Should one act like the Tea Party and its Freedom Caucus? The FC only had 32 seats in the House, but that was enough to obstruct the rest of the House Republicans. PJ again:
If you had 20 members every time who were willing to stand up and say, no, we’re not going to vote for this —even in a really difficult situation knowing all of the things that can come down on you if you vote no on an important leadership priority — that would be a different situation. We don’t always have that. You need to have a sufficient bloc.

It also depends on whether Republicans are going to vote for the bill. If the Democratic majority has decided that they’re going to go with moderates and Republicans so that they have enough votes to pass the bill, you have no leverage.
The House Progressive Caucus is much larger, at 95 members, but its members don't see eye to eye on a lot of issues, and many of its members may not have much taste for Tea-Party hardball tactics.
It’s much easier if there is something genuinely bad in a bill. We have no problem whipping no votes on the National Defense Authorization Act. Now, I will say that that gets support from the other side, so we still don’t defeat it because they come to a bipartisan agreement.

I think that’s the other thing people have to understand: We can say no, but if we do, it also pushes people to court the other side.
A bit later,
We are ultimately very interested in governing, and I’m glad to be a party that is interested in governing and generally in helping people.

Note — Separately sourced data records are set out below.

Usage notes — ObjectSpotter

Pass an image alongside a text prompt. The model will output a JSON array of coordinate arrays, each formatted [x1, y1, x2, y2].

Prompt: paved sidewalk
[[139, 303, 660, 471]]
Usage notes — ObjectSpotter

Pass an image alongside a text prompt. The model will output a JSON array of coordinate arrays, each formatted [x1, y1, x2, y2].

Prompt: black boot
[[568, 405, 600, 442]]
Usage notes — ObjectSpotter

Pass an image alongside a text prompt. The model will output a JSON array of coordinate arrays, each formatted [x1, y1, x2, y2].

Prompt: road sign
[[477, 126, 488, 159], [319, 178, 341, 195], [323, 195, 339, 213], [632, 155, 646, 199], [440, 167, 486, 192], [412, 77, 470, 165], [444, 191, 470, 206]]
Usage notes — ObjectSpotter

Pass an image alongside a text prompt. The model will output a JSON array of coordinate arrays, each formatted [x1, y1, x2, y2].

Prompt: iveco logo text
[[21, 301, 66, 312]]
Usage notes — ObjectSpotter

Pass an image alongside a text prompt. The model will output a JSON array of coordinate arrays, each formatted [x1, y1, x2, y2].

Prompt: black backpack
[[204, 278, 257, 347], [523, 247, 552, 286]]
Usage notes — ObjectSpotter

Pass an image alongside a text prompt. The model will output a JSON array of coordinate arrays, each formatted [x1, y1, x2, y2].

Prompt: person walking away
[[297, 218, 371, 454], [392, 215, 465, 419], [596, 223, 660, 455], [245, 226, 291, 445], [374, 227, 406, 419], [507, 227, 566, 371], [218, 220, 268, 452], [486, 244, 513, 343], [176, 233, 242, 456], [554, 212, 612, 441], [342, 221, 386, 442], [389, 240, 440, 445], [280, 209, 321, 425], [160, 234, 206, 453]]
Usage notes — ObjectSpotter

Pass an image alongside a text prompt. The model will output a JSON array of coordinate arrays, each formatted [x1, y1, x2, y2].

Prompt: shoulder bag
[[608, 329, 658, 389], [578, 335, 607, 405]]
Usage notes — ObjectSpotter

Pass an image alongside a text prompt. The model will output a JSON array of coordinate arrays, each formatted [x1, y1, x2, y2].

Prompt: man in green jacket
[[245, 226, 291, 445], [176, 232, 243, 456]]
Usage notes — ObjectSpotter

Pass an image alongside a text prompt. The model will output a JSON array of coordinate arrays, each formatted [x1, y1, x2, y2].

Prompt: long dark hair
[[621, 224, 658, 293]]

However, I’m also an organizer, and I do think that we need to elect more people that are willing to be bold, to take leadership, and build the institutional structures to support organizing efforts, not only on the outside but on the inside. I’m really focused on trying to do all of those things because as long as people think that government isn’t going to help them or isn’t relevant to their lives, they’re not going to be engaged — and progressives lose when people aren’t engaged.
There's also not wanting to seem assholish - unpleasant and unlikeable.